At the conclusion of this week’s focus on Chapter 6, in our summer series on the Book of Romans, St. Paul witnesses: “For the wages of sin is death” (Romans 6:23; RSV). A good deal of the first half of St. Paul’s letter is spent showing how Sin and Death go together. He wants us to understand that death is not simply a natural process, but a Power (cf. Ephesians 6:11) linked with Sin to deal destruction to our human race.

This is not a popular concept in our optimistic, positive-thinking America, but the great writers have understood it – especially the great prophetic playwrights of 20th century America. One such playwright was Tennessee Williams. Today, if you take a walking tour of the French Quarter in New Orleans, you’ll see the house on St. Peter Street where “Tennessee” wrote his most famous play – while living on the third floor. He’d been tinkering with various titles for it – making his final decision when he realized that the house he was living in was located between two streetcar lines. One streetcar went in one direction to Desire, the other went the opposite direction to Cemeteries. There it is: Sin (desire) and Death (cemeteries). The devices and desire of our own hearts’ imprison us in Sin, and “the wages of sin is death” (Romans 6:23; cf. 7:24). And we all live in this house. So are we stuck here? … Is this our permanent address? …

 In Chapter 6 of Romans, St. Paul leaves behind the long descriptions of how we have fallen into the grip of Sin and launches into a kind of rhapsody about what happens to Christians when we are baptized.  
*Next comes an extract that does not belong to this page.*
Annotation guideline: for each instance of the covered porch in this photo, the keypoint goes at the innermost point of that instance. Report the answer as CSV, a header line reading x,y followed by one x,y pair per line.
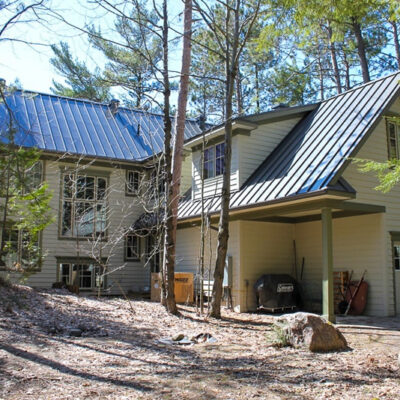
x,y
329,234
“Do you not know that all of us who have been baptized into Christ Jesus
were baptized into his death? We were buried therefore with him by baptism into death,
so that [and here comes the life-giving good news!] as Christ was raised from the dead
by the glory of the Father, we too might walk in newness of life.”
(Romans 6:3-4)

This coming weekend, think about your own baptism and the baptism of your children, and others whom you love (such as little Michael, Christian, and Carson who will be baptized into the life of Christ this weekend, among our family of faith at First Lutheran). Think also on this: all the things we find upsetting about ourselves, the habits we cannot seem to shake, the personality traits that get us in trouble, the secret obsessions and perversions that we struggle to hide even from ourselves – all of this has been put to death. Yes, as St. Paul and Martin Luther observe: the old Adam in us still weighs us down with sin; however, because we now live in Christ, the new Adam … sin and death no longer determine us (Romans 5:12-18; cf. I Corinthians 5:15). We are sinners, yes, but everything has changed because we are now justified sinners by God’s saving grace in Christ – who has overcome our Sin and Death by taking it upon himself.
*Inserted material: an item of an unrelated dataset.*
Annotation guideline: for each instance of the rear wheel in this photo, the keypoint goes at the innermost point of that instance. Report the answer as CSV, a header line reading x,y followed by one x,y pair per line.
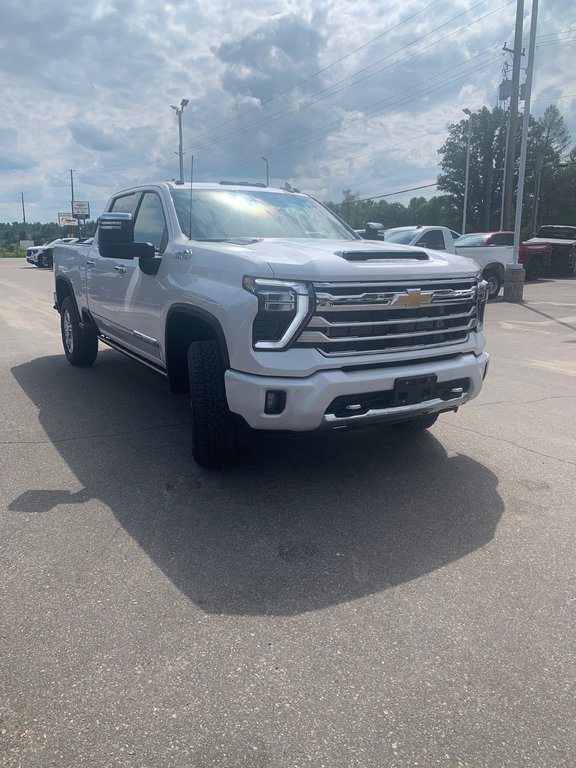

In the biography, "Conversations with Tennessee Williams" by Albert Devlin, we learn that the house Williams finally owned and lived in on Toulouse Street was not his first choice. Rather, he had wanted to buy a large old Victorian on the corner of Orleans and Dauphine. The reason he wanted it was that the upper windows afforded a view of the statue of Christ behind the St. Louis Cathedral. Christ is lifting his hands in blessing, and at night the spotlights cast a shadow much larger than the statue itself, making the statue’s embrace seem universal. Tennessee said that it seemed to him as if Christ was comforting the suffering world and it gave him a sense of peace to look at it. Perhaps Tennessee had the Psalmist’s word of blessed assurance in mind, even in the valley of the shadow: “And I shall dwell in the house of the LORD forever” (Psalm 23:6b). Another sage author, with deep insight into our fallen, yet redeemed human condition in Christ’s resurrection, shares this amazing witness:

“Death be not proud, though some have called thee mighty and dreadful, for thou art not so …
Why swellest thou thee? One short sleep past, we wake eternally,
And death shall be no more; Death, thou shalt die.”

(John Donne; Holy Sonnets #10)

Bring your “swim-suits” this weekend…
We’ll be having baptisms at every worship service :) How perfect!